​Why Don’t More Recruiters Move Abroad?

1200px  sydneyoperahouseThere are a few things in life that we feel are for “others,” but not for ourselves.

Owning a Porsche, food shopping in Harrods or taking every Friday and Monday off could be examples; but there are a good few other instances that are less out of reach than they seem. Having a stint working abroad could be one of those!

Where skills and knowledge are transferable, and language is not a barrier, taking a role abroad can broaden horizons and provide unique experiences that would never have come to fruition at home. Recruitment is an industry that lends itself well to international moves, and UK recruiters are some of the best qualified in the business plus they come from a mature market…there are many benefits to be enjoyed for those who take the plunge.

However, there are many more who don’t even consider it.

On a business trip last month to our offices in Singapore and Sydney, it struck me that their candidate shortages can be alleviated in a way that a UK candidate shortage cannot. Recruitment businesses in these regions need to market themselves more actively to the UK recruiter base. We need to make candidates in the UK more open to an international move – and to demonstrate to them what they could enjoy.
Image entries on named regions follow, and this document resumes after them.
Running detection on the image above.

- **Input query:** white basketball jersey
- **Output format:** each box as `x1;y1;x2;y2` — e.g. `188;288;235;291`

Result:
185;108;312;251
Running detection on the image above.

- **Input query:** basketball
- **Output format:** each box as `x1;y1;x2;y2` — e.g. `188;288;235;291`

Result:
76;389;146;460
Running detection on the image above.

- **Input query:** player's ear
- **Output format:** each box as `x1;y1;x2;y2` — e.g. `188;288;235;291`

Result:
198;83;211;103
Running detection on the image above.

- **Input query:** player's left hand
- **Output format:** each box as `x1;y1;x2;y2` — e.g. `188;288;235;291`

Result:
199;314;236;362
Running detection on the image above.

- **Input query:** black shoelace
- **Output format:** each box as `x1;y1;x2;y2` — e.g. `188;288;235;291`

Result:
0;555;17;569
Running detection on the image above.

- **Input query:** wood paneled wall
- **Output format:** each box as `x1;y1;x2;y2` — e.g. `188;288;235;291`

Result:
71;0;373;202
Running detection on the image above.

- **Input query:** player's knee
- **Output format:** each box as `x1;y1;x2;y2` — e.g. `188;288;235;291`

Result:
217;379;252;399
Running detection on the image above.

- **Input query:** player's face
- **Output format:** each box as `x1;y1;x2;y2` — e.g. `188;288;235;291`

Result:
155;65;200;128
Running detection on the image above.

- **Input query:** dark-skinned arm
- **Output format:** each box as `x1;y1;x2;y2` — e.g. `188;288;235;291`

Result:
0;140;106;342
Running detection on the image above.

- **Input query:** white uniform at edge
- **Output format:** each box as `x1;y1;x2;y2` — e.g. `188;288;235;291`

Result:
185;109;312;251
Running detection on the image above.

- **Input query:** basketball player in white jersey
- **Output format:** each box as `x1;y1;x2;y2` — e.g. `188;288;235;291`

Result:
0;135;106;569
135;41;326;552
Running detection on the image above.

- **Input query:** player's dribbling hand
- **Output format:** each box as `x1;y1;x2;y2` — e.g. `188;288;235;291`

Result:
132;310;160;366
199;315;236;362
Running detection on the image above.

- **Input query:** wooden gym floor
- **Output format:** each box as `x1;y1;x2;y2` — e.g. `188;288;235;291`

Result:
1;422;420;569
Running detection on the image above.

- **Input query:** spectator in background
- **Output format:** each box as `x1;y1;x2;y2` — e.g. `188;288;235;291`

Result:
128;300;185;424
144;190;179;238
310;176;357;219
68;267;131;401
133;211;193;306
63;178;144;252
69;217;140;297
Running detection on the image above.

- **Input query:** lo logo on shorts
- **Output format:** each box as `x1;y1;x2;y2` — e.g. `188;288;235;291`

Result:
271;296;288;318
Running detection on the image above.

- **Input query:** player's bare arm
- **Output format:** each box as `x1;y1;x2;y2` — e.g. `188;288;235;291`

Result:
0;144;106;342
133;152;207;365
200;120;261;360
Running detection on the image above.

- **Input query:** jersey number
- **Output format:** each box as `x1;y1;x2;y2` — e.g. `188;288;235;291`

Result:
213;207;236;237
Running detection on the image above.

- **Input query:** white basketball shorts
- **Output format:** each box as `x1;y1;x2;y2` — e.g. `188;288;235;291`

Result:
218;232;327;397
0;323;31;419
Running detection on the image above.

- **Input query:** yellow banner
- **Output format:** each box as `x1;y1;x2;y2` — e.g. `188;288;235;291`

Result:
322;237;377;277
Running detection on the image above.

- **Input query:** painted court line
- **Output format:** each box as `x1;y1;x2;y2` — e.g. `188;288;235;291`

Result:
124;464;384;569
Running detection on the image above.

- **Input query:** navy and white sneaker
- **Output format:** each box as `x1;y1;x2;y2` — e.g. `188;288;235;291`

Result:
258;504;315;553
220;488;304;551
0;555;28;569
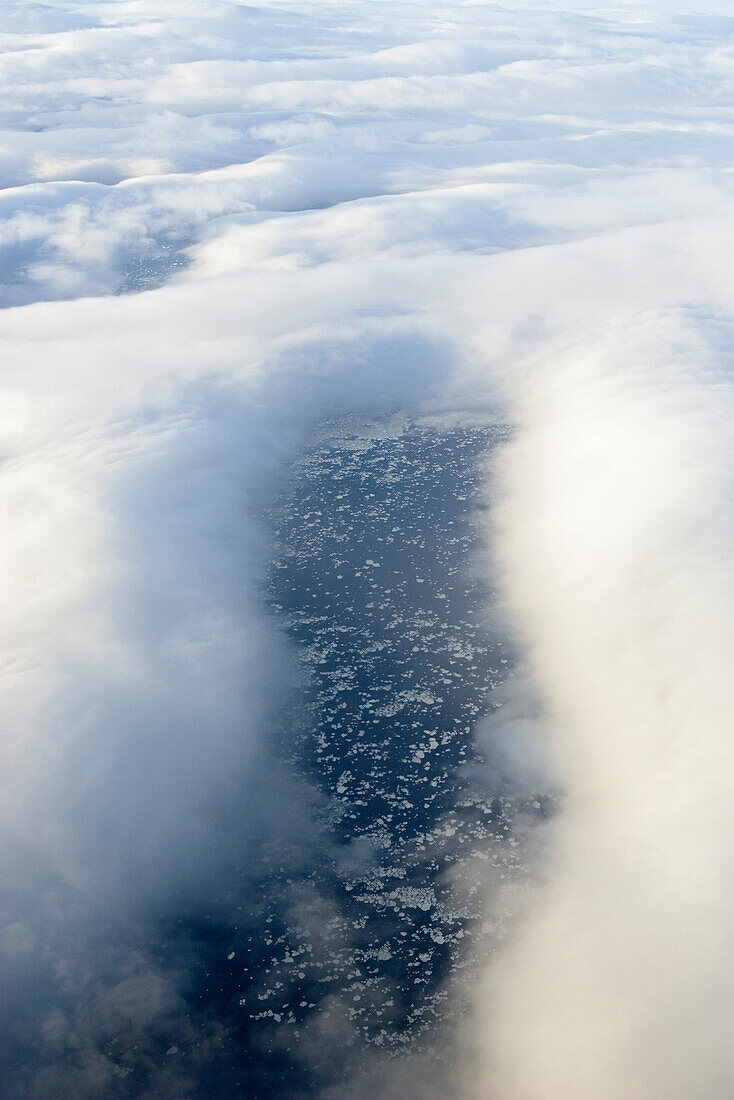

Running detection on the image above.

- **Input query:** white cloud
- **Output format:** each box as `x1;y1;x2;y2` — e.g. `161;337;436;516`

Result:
0;0;734;1100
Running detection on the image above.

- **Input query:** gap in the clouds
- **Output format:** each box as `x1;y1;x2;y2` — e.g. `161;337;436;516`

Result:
168;417;528;1100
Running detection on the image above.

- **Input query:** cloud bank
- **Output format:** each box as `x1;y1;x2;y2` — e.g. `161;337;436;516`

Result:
0;0;734;1100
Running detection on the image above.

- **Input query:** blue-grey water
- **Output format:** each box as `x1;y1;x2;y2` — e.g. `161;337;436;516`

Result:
183;420;519;1100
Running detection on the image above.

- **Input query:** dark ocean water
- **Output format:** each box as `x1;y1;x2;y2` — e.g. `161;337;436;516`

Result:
0;418;516;1100
180;420;519;1100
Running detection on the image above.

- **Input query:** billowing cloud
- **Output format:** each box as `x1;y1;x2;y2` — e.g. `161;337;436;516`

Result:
0;0;734;1100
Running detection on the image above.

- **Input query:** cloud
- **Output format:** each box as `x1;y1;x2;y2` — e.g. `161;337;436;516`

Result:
0;0;734;1100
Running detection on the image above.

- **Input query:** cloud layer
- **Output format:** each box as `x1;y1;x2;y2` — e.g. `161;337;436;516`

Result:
0;0;734;1100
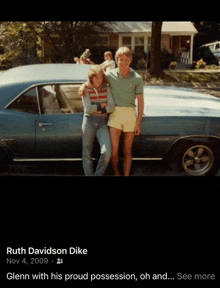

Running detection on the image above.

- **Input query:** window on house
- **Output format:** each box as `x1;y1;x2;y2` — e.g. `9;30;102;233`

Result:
147;37;151;51
135;37;144;54
98;36;109;45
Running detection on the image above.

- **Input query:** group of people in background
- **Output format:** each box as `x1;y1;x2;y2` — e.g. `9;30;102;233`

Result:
79;47;144;176
74;49;115;71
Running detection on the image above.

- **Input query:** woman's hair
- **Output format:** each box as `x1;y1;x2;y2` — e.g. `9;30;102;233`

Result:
104;51;113;59
115;47;132;64
88;65;106;86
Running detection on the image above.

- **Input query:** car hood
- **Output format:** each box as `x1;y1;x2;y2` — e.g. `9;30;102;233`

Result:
144;86;220;117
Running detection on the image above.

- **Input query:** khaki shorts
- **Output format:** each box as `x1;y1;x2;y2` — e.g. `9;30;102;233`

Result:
108;107;137;132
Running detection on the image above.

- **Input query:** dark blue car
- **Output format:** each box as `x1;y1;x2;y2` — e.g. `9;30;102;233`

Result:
0;64;220;175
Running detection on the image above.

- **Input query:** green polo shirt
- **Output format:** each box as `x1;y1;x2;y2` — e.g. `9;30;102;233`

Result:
106;68;144;107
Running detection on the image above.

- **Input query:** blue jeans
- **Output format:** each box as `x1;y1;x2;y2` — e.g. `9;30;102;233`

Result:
82;115;111;176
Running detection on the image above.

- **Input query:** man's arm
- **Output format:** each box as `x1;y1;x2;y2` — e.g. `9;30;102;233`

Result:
134;94;144;135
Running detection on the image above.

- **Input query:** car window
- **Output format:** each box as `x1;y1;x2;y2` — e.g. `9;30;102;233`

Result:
39;84;83;114
7;87;39;114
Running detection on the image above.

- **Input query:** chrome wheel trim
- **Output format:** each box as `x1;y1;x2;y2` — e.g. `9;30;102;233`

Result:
182;145;214;176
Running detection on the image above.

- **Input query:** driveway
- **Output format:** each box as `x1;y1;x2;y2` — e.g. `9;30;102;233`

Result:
0;161;220;177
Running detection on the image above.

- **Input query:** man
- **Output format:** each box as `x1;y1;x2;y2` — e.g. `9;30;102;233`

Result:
79;47;144;176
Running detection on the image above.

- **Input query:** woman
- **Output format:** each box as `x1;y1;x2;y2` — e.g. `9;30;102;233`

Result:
82;65;115;176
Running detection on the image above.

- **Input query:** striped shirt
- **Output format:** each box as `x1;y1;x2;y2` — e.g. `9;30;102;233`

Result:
82;85;115;117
For a UK candidate with a decent record of billing and a solid knowledge of their market, if their personal circumstances allow for a couple of years abroad – or longer, it strikes me as a no-brainer. Many more senior candidates travel with families (although school fees can be prohibitive) and a fair few younger ones actually stay and put down roots – of course if one travels and finds love...new job, new life, new relationship, new everything! The UK market is becoming squeezed at both ends by technology that enables companies to recruit more effectively for themselves and a tsunami of solopreneur recruiters working in ever smaller micro-niches. Working abroad simultaneously relieves this pressure and also gives you a unique life experience.

Of course, there has to be a significant amount of commitment from both sides. The recruiter has to feel that their future employer believes in them and will support them in the transition (sometimes financially and definitely in terms of guidance re where to live, what paperwork and medical checks are needed) and in return the employer has to be assured that the individual is worth the investment and will make the transition. Having said this, despite the geographical distance, securing an international role is not always so much more complicated that a local one. The level of bureaucracy is higher with visa and tax implications, but once that has been dealt with, the considerations are much the same as any other move.
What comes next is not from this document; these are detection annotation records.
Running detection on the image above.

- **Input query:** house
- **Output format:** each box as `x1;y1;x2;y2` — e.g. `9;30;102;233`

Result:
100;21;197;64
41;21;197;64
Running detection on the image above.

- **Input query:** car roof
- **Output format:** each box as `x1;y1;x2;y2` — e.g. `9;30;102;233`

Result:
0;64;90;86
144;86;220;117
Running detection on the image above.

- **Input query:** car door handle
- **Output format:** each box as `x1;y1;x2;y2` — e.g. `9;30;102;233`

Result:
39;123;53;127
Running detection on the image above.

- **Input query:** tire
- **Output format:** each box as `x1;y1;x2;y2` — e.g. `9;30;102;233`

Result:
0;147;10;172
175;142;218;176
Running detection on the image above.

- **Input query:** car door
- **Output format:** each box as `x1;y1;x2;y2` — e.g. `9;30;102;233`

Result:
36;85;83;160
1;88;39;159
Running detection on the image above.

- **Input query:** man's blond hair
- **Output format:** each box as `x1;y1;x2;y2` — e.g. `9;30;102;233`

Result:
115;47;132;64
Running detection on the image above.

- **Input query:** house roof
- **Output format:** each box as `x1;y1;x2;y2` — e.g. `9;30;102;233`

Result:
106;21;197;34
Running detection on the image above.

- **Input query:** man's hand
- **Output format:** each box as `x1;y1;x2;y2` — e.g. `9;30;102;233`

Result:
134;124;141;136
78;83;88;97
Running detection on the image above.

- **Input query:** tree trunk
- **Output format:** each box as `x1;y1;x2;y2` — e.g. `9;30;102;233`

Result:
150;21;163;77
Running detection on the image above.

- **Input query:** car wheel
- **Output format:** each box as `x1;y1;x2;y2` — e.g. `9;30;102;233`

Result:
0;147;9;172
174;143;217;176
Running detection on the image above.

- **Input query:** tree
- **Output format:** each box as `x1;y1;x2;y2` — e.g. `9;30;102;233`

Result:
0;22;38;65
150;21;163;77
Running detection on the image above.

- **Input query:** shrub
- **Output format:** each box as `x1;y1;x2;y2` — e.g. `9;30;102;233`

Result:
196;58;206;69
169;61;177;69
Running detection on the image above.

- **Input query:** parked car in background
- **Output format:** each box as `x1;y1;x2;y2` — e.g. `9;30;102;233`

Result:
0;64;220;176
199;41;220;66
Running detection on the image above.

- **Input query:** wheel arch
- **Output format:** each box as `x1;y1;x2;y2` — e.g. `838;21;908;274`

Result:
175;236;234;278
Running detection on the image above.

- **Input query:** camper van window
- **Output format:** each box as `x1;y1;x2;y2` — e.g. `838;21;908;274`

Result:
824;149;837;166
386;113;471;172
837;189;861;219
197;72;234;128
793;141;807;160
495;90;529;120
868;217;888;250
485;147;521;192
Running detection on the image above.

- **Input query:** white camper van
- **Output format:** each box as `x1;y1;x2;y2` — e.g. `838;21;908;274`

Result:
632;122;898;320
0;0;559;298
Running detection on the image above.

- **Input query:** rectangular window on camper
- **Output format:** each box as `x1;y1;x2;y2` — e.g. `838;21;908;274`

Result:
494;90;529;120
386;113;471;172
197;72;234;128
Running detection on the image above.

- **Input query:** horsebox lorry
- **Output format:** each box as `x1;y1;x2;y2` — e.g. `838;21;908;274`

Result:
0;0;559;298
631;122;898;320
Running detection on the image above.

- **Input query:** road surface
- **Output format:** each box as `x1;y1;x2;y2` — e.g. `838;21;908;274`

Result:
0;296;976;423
Except you can chose to be moving to Sydney instead of Leeds! You can have weekends away in different locations – not return to Blackpool and Devon (much as you might like those beaches too!)
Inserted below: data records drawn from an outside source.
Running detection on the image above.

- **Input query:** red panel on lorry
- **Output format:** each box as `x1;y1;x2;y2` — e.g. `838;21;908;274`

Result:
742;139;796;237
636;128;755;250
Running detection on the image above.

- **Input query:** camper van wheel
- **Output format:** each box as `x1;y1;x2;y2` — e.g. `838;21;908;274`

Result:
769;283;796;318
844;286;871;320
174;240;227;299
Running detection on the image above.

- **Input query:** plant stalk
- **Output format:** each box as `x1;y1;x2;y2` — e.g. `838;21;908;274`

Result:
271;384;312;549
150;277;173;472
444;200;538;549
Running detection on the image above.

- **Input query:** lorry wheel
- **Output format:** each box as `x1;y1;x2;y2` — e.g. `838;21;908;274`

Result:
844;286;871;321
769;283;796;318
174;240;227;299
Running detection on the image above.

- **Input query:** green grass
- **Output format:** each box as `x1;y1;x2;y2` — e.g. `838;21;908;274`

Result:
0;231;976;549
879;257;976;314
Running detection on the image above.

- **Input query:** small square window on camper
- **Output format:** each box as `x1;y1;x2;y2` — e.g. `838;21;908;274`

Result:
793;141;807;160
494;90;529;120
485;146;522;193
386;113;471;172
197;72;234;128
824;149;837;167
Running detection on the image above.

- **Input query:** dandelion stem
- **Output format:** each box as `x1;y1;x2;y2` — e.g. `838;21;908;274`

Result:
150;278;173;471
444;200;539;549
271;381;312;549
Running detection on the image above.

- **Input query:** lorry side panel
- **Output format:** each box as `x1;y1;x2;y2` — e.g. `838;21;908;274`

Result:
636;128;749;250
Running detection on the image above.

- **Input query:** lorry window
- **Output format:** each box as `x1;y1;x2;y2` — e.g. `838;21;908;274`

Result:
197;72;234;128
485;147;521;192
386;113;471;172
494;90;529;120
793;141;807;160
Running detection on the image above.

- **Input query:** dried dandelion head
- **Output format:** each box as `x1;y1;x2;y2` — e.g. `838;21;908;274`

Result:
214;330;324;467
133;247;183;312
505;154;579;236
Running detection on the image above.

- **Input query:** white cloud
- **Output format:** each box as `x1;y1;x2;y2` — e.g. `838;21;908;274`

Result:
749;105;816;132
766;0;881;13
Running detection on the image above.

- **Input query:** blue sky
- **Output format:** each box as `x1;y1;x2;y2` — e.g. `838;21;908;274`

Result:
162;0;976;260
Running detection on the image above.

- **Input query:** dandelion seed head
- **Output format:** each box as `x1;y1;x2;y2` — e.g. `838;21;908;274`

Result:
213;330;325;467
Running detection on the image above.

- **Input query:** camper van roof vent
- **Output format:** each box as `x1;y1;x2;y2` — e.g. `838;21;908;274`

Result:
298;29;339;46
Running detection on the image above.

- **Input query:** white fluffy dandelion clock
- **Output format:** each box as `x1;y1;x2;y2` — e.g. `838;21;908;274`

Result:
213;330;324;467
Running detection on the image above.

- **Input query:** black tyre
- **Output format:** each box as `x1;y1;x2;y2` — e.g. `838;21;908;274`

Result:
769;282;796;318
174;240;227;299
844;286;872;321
Choosing where to work is far from easy and I hope that we are able to offer some sage advice in this area. Sydney is a different beast to Brisbane, and Singapore is a whole world again, but with hundreds of placements under our belts we have a feel for where you might thrive. Often a candidate has family and friends abroad too which is a draw – maybe they’ve visited before and liked it.

It is true to say that it always makes sense to have a back-up plan just in case you want to return. Keeping in contact with your old network is crucial and will help to smooth your journey back home – the activities of many “expat” recruiters online help to maintain their visibility and make those initial enquires that little bit easier. Making the move back isn’t always the easiest sell, but in my view the transferrable skills and varied experiences are worth their weight in gold.

It might not be forever, and if it is well that’s fine too - however a few years abroad can definitely give you a real sense of accomplishment, joy and that added extra dimension!